The call ended and I couldn’t stay home dwelling on this image so I walked down to the Mission district. The Victorian houses above Dolores Park were vibrantly trimmed - every antique, wedding cake detail sparkling with icicle lights – white – blue- gleaming spectrums. Bright Christmas trees stood in bay windows, boughs draped with red ribbon and tiny bulbs. I thought of Dickens, of Scrooge standing unseen and unheard at the fine party, of the spirit of Marley revealing that the air of London on Christmas Eve was thicker with lost souls than with snow or soot.
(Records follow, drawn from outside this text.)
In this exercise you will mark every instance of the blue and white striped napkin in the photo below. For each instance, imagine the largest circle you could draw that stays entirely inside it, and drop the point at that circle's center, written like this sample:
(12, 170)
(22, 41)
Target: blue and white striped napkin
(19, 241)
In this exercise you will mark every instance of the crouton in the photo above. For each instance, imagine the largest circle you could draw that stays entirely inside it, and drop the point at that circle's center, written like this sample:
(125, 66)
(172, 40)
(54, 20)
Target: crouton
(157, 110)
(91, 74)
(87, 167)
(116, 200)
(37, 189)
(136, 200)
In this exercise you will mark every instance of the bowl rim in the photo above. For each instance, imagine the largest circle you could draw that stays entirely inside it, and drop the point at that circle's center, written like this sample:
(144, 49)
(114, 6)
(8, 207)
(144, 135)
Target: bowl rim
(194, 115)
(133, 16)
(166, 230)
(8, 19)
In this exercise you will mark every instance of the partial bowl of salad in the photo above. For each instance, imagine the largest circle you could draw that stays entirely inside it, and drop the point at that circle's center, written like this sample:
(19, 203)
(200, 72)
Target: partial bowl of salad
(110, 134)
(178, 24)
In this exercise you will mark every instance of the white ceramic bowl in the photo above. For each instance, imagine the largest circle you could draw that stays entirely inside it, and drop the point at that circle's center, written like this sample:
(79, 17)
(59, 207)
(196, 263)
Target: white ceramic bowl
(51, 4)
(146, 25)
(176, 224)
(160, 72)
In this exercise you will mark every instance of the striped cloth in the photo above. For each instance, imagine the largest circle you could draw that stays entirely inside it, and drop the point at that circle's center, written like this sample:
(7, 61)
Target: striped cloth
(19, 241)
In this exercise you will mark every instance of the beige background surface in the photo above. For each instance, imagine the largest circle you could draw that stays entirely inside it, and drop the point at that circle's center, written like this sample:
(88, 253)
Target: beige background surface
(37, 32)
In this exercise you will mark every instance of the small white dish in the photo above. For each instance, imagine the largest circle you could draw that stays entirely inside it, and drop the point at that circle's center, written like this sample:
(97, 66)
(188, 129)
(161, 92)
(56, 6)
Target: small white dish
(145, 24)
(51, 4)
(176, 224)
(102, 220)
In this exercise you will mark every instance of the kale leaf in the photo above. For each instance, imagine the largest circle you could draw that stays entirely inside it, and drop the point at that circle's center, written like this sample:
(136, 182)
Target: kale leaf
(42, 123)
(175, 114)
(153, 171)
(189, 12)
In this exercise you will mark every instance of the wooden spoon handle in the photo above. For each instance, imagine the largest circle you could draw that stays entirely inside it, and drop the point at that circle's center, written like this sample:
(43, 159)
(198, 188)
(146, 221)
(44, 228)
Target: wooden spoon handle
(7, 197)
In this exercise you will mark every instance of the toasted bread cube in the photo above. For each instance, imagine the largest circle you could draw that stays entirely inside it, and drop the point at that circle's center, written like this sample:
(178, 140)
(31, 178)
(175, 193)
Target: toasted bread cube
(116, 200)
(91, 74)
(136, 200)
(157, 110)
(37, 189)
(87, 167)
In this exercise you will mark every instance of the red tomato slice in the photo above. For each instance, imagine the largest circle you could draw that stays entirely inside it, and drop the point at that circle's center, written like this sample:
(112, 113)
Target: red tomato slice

I wound down into the Mission where cheap statues of Jesus, Mary, and all the saints waited patiently and compassionately in closed shop windows.

I ended up in some basement club, lit only by ropes of blue lights. On the dim stage, a woman sang old hymns in a high, sweet voice. During Wayfaring Stranger, I closed my eyes and imagined the river Jordan - one bank of blood and muscle– one bank of bright gold – dark water between. As the words came “ Beauteous fields lie just before me…” I pictured thousands of fragile lights on a dark rolling landscape - streetlights - Christmas lights – candles – “…Where God’s redeemed their vigil’s keep.”